What are your hopes for Ufi as it navigates the volatility of 2021 and beyond?

What I hope we can do is make sure, to put it bluntly, that all the learning that arises out of COVID is not lost when we finally emerge from lockdown. I do think that's a big danger. I think there will be an awful lot of people, employers and so on, who will think, "Oh, thank God for that. We can go back to what passes as normal. Back to classroom learning, face-to-face." Of course, there'll be some reversion to classroom, and quite right too. Lots of educational contexts you do need face-to-face.

But what I hope we can do, as Ufi, is to maintain as much as we can of the far higher level of interest and understanding and enthusiasm and expertise that's now been developed for VocTech. Quite how we do that I think remains to be seen. But I'm certain we can. What it will require from Ufi, and we've talked a lot about this on the board, is ramping up our comms strategy and trying to get the message out there even more forcefully than we have been doing. We've not done a bad job at all, I think we've had a big impact, but I think we could do a lot more to showcase the success that we've had and, in that way, not lose all the lessons of Covid.

What's next for you, Tom?

Well, I'm writing a book on trade unions and education.

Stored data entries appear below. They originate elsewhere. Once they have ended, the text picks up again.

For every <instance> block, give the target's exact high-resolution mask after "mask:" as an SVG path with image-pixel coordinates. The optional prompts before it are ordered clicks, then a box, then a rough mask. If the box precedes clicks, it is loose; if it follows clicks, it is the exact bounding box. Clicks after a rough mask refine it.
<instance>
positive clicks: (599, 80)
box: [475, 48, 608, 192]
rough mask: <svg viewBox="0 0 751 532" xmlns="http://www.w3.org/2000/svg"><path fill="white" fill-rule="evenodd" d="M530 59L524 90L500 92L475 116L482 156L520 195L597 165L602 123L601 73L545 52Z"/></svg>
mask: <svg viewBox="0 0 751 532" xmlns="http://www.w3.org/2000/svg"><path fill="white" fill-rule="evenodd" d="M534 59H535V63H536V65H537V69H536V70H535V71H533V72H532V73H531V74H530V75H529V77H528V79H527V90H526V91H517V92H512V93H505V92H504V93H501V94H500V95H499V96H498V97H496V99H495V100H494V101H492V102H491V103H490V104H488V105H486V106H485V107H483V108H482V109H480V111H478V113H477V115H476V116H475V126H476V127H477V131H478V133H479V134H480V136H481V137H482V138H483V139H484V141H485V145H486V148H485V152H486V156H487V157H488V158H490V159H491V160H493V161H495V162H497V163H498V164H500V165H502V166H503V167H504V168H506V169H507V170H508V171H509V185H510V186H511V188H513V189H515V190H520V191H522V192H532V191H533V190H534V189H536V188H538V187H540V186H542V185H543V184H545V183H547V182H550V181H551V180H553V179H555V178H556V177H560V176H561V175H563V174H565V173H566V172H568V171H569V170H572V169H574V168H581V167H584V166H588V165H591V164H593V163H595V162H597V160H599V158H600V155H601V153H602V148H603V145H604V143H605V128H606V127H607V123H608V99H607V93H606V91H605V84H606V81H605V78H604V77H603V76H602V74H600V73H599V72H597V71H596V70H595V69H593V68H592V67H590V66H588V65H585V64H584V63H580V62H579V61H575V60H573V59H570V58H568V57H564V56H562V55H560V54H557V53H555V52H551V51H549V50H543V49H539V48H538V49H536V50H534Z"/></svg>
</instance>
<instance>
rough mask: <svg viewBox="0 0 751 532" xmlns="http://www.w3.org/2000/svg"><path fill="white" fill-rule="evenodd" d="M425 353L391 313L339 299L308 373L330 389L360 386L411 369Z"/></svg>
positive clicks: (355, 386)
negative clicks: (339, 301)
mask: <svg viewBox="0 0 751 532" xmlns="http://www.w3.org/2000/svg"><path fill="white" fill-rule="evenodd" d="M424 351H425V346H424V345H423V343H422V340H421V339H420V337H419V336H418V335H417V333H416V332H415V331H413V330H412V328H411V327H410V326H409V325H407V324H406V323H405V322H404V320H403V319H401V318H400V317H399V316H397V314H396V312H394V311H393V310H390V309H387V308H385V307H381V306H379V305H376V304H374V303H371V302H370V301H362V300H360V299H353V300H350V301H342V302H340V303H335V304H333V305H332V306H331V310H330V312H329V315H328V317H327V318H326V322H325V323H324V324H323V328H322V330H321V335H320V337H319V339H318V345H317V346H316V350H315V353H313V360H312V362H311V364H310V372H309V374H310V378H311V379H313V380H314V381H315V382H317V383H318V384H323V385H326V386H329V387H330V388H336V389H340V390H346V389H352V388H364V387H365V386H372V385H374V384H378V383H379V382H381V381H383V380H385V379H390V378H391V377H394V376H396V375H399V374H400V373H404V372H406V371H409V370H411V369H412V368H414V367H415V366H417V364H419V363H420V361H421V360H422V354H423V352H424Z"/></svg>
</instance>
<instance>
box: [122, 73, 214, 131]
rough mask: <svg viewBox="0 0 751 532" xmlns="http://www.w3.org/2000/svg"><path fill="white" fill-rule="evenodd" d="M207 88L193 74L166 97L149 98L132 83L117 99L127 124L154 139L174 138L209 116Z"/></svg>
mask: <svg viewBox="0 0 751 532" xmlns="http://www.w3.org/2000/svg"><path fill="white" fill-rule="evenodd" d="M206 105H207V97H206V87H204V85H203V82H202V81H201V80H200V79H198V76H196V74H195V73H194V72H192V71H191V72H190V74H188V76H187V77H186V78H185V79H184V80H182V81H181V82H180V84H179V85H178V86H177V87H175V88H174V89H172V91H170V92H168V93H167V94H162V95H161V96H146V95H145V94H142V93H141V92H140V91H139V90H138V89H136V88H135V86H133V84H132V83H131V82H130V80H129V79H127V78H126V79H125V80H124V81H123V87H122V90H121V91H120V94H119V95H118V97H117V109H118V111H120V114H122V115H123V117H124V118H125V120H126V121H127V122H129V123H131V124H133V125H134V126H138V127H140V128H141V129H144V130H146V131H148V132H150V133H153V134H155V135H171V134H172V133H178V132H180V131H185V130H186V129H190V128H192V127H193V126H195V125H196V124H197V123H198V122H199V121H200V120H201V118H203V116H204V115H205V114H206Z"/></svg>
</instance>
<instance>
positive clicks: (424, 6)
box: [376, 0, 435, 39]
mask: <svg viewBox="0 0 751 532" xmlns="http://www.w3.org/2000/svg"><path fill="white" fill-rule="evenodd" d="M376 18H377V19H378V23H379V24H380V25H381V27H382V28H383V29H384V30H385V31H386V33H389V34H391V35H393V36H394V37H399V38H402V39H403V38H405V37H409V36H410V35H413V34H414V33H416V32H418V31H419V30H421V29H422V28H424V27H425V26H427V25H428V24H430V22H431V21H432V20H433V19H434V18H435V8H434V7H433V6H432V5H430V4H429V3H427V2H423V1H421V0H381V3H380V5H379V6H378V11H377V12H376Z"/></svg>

It’s not exactly going to be a bestseller, …I've resigned myself to the fact that it will have a niche audience. But I do think there's a real story to be told there because many, many of the colleges and institutes of education, and poly’s, as they were, and even some universities, were founded by or grew out of organisations set up by working people back in the 19th century. When the TUC first met in 1867, there were 10 items on its agenda. Four of them were about adult education. Unions are primarily and fundamentally about education.

Are there any other books or people which have inspired your way of thinking?

In terms of books, I know this will sound quite corny, but one of the great Labour classics is The Ragged-Trousered Philanthropists which I read at an early age. It was very influential. It's by Robert Tressell. It describes a group of working-class people back at the turn of the century who were house painters and builders in a mythical town like Hastings. They discuss and argue amongst themselves. What it shows beautifully is the appetite, the absolute hunger for learning about capitalism and society and the world of work; not least health and safety, and the fact that so little was available to them. So that's been a big influence on me.

Then, in terms of people, Alan Tuckett, Sir Alan Tuckett as he now is, who was the director of NIACE, the National Institute of Adult Continuing Education, which has now become the Learning and Work Institute run by an excellent bloke called Stephen Evans, but Alan Tuckett was a real great inspiration. Still is. He's a friend. Lovely man. I learned a lot from him.

And I would say Rebecca, our Chief Executive. I've worked closely with Rebecca over the years, and she's been a real inspiration. She's terrific. She's got a really committed approach to the whole thing, but she's also very clever, very hardworking, works things out in a very organised way. I would say she's been another big inspiration too.